AWQ
1. Paper¶
Lin et al., 2023 - "AWQ: Activation-aware Weight Quantization for LLM Compression and Acceleration"
2. Core Insight¶
Not all weights are equal - 1% of salient weights (channels) matter disproportionately for model quality.
3. Key Observation¶
Salient weight channels correlate with large activation magnitudes. Protect these during quantization.
4. Algorithm¶
1. Identify Salient Channels¶
# Collect activation statistics
salient_scores = activation_magnitude.mean(dim=samples)
# Top 1% channels by activation magnitude
2. Per-Channel Scaling¶
# Scale up salient weights BEFORE quantization
s = compute_optimal_scale(W, X) # Based on activation distribution
W_scaled = W * s # Per-channel scale
W_quantized = quantize(W_scaled)
# At inference:
# output = (W_quantized / s) @ X = W_quantized @ (X * s)

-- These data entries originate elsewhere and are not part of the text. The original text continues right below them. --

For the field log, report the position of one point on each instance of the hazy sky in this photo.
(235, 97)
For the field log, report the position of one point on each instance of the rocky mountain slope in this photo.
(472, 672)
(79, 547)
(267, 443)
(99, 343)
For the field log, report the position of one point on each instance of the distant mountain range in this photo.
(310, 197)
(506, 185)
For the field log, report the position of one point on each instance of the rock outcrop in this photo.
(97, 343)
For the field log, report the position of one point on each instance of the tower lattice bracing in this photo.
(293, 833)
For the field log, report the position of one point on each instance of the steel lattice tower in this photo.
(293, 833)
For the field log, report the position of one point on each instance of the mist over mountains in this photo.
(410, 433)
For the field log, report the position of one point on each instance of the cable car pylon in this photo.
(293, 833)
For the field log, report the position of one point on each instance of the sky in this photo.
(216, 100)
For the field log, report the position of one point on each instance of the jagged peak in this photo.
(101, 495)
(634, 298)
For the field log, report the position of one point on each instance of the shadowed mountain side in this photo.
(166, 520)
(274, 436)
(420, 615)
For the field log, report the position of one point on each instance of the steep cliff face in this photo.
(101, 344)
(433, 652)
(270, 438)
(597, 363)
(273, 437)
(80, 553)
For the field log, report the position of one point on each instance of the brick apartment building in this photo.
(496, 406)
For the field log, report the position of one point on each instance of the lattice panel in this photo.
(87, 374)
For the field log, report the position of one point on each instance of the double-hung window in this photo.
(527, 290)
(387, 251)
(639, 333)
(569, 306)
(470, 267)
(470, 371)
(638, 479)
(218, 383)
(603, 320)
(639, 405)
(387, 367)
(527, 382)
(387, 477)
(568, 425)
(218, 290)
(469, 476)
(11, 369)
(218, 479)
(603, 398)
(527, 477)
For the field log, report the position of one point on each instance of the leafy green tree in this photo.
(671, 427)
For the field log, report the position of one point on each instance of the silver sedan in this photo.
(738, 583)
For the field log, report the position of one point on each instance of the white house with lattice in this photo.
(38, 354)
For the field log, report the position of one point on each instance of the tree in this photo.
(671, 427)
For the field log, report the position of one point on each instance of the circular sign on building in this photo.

# Move scaling to activations (cheap)
3. Search Optimal Scales¶
Minimize: ||W·X - Q(W·s)·(X/s)||
Grid search over s ∈ [0.5, 1.5] per channel
5. Why It Works¶
- Increases effective resolution for important weights
- Shifts dynamic range to match activation distribution
- Quantization error on salient weights reduced by 2-4×
6. Specifications¶
Calibration: 128 samples Quantization Time: ~10 minutes for 7B model (much faster than GPTQ) Group Size: 128 typical Bits: Optimized for 4-bit, works for 3-bit
7. Performance Comparison¶
| Method | LLaMA-7B (4-bit) | Quantization Time |
|---|---|---|
| RTN | 73.2 PPL | seconds |
| GPTQ | 68.4 PPL | 4 hours |
| AWQ | 68.1 PPL | 10 min |
8. Advantages over GPTQ¶
- Speed: 20-30× faster quantization
- Simplicity: No Hessian computation
- Hardware-friendly: Simple per-channel scales
9. TinyChat Integration¶
AWQ includes custom CUDA kernels for efficient INT4 inference: - Fused dequantization + GEMM - 3-4× speedup over FP16 on consumer GPUs
10. Implementation¶
from awq import AutoAWQForCausalLM
model = AutoAWQForCausalLM.from_pretrained("model_name")
model.quantize(
calib_data="wikitext",
w_bit=4,
q_group_size=128,
version="GEMM" # Inference kernel
)
11. Common Interview Questions¶
Q1: How does AWQ differ from GPTQ philosophically?
A: GPTQ compensates errors across all weights. AWQ protects important weights from error in the first place. Prevention vs. compensation.
Q2: Why is AWQ faster to quantize?
A: No iterative weight updates or Hessian computation. Just statistics collection + grid search for scales. Embarrassingly parallel.
Q3: What's the "1% salient weights" finding?
A: 1% of weight channels (those with highest activation magnitude) contribute disproportionately. Protecting them preserves 90%+ of model quality.
Q4: How are scales applied at inference?
A: Mathematically equivalent to scale weights (expensive) or scale activations (cheap). AWQ scales activations: (W/s) @ X = (W) @ (X/s).
Q5: Can AWQ work for INT8?
A: Yes, but less beneficial. INT8 already preserves most weights well. AWQ's advantage is strongest at 3-4 bits where bit budget is tight.
Q6: What's the memory overhead of scales?
A: Per-channel FP16 scales: 0.1-0.2% overhead. Negligible compared to 8× weight reduction.
Q7: AWQ vs. SmoothQuant?
A: SmoothQuant smooths activations for easier quantization. AWQ protects important weights. Can be combined: SmoothQuant for activation quantization, AWQ for weights.
Q8: Why grid search for scales?
A: Closed-form solution doesn't exist for optimal scales. Grid search over reasonable range [0.5, 1.5] is fast and effective. Can use gradient-based for better results but slower.